For the non-colored phenolic compounds (NPC), two flavanols (Table 5), seven phenol acids (Table 6), and four flavonols (Table 7) were identified and quantified in Kalecik Karası berries. All of these compounds were affected by the treatments in both years of the study. The levels of flavanols, some phenolic acids (gallic and ferulic), and total NPC were increased by the irrigation treatments in both years. Catechin and epicatechin (Table 5) were significantly higher (p ≤ 0.05) in the IA-I treatment than in the other treatment and the control for both years of the study. Gallic acid, ferulic acid and total NPC were the highest in the IA-II treatment. Quercetin 3-glucoside was significantly higher (p ≤ 0.05) in the IA-I treatment in both years. Considering the other NPCs, values significantly increased in the non-irrigated vines (p ≤ 0.05) (Table 6 and 7). Flavanols (Table 5), phenol acids (except caffeic acid) (Table 6), and total NPC values were significantly higher in the 2BL treatment (p ≤ 0.05) compared to the 1BL treatment. The total NPC values ranged from 403.29 mg·kg-1 and 449.94 mg·kg-1 (in the non-irrigated control) to 486.34 mg·kg-1 and 524.33 mg·kg-1 (in the IA-II treatment) in 2013 and 2014, respectively (Table 7). These values are in accordance with results from Cantos et al. (2002) in which total phenolics ranged from 115 (Dominga) to 361 (Flame seedless) mg·kg-1 fresh weight of berries. Lachman et al. (2009) also indicated that the values of total phenolics of berry skin obtained from different regions ranged from 370.1 mg·L-1 to 238.7 mg·L-1. Our results are also in accordance with the values found by Kelebek (2009), Gökturk Baydar et al. (2011), and Eshghi et al. (2014). Catechin and epicatechin are presumed to be the most important elements among the NPCs (Kennedy et al., 2002). According to Zarrouk et al. (2012), the effect of water amounts on grape flavanol levels seems to be controversial since they have been reported to be moderately affected by deficit irrigation and also not affected by water stress (Kennedy et al., 2002). In our study, the accumulation of total phenols and especially flavanols was enhanced by irrigation in comparison to the non-irrigated berries. This suggests that water availability has a positive effect on the accumulation and biosynthesis of phenols.

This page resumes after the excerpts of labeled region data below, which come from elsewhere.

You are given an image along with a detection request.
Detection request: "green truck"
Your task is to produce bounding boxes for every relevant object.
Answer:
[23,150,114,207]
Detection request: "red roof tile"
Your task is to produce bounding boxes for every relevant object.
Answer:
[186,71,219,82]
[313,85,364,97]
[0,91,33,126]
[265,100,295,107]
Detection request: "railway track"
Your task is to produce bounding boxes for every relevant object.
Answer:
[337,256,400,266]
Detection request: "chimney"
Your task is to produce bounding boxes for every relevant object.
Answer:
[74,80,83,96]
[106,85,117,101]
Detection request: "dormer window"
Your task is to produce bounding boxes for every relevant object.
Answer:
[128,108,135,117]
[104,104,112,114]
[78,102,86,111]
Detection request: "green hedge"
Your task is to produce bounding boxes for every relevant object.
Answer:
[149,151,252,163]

No clear relationship was found between the treatments and antioxidant contents (Table 7). The effects of the treatments on antioxidant content changed in the different years of this study. According to Kyraleou et al. (2015), the antioxidant content of skin extracts was not affected by irrigation, whereas özden et al. (2010) reported a decrease in antioxidants with increasing irrigation levels.

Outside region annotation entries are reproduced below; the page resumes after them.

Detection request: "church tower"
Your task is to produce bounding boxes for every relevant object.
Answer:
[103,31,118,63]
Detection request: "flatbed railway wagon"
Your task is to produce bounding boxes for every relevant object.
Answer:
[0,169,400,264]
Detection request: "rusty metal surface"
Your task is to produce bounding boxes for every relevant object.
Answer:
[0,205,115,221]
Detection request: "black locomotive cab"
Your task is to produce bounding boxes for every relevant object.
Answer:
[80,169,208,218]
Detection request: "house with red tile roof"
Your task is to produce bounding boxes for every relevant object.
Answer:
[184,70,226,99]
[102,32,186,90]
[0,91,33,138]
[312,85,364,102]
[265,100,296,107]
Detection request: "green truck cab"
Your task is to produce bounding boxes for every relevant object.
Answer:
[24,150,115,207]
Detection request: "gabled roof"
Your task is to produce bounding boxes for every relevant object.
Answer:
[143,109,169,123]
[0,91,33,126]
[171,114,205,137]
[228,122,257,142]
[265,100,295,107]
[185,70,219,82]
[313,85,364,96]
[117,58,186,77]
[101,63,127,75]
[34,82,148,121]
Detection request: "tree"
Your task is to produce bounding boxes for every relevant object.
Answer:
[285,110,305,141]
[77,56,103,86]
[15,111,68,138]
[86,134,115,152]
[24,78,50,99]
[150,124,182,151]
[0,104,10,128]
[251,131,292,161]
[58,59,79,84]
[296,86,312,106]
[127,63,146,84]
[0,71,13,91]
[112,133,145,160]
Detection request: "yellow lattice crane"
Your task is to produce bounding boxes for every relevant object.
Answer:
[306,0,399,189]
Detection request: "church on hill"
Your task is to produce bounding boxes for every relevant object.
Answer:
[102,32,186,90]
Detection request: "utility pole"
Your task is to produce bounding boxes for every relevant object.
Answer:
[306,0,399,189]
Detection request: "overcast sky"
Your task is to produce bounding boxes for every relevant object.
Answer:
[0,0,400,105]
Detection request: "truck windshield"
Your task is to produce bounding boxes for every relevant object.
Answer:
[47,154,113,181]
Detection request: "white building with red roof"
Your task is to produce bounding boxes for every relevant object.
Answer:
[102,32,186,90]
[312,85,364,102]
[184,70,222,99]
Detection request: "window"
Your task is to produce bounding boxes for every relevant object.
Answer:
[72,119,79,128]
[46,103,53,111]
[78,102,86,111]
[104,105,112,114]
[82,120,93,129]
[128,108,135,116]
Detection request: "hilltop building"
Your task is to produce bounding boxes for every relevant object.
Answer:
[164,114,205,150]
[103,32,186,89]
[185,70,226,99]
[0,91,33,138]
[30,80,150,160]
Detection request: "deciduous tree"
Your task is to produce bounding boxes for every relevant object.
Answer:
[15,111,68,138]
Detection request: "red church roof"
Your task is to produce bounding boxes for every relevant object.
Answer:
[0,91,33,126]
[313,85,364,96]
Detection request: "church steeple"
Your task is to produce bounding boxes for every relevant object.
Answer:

Romero et al. (2010) examined the effects of various levels of irrigation on phenolic compounds of Shiraz grapes during flowering through veraison and veraison through maturity growth stages. The biosynthesis of compounds varied according to irrigation levels and application periods. Similarly, other studies showed that fruit composition was slightly or inconsistently affected by water shortage and fruit load (Keller et al., 2008; Bowen et al., 2011).
Generally, water stress promotes the accumulation of sugar and anthocyanin (Roby et al. 2004; Castellarin et al., 2007) at the expense of a decrease in yield. Yield results of our study (data not shown) showed that an increase in yield can occur with moderate irrigation and increased bud loads in the high plateau regions without significant changes in the values of important health-related compounds.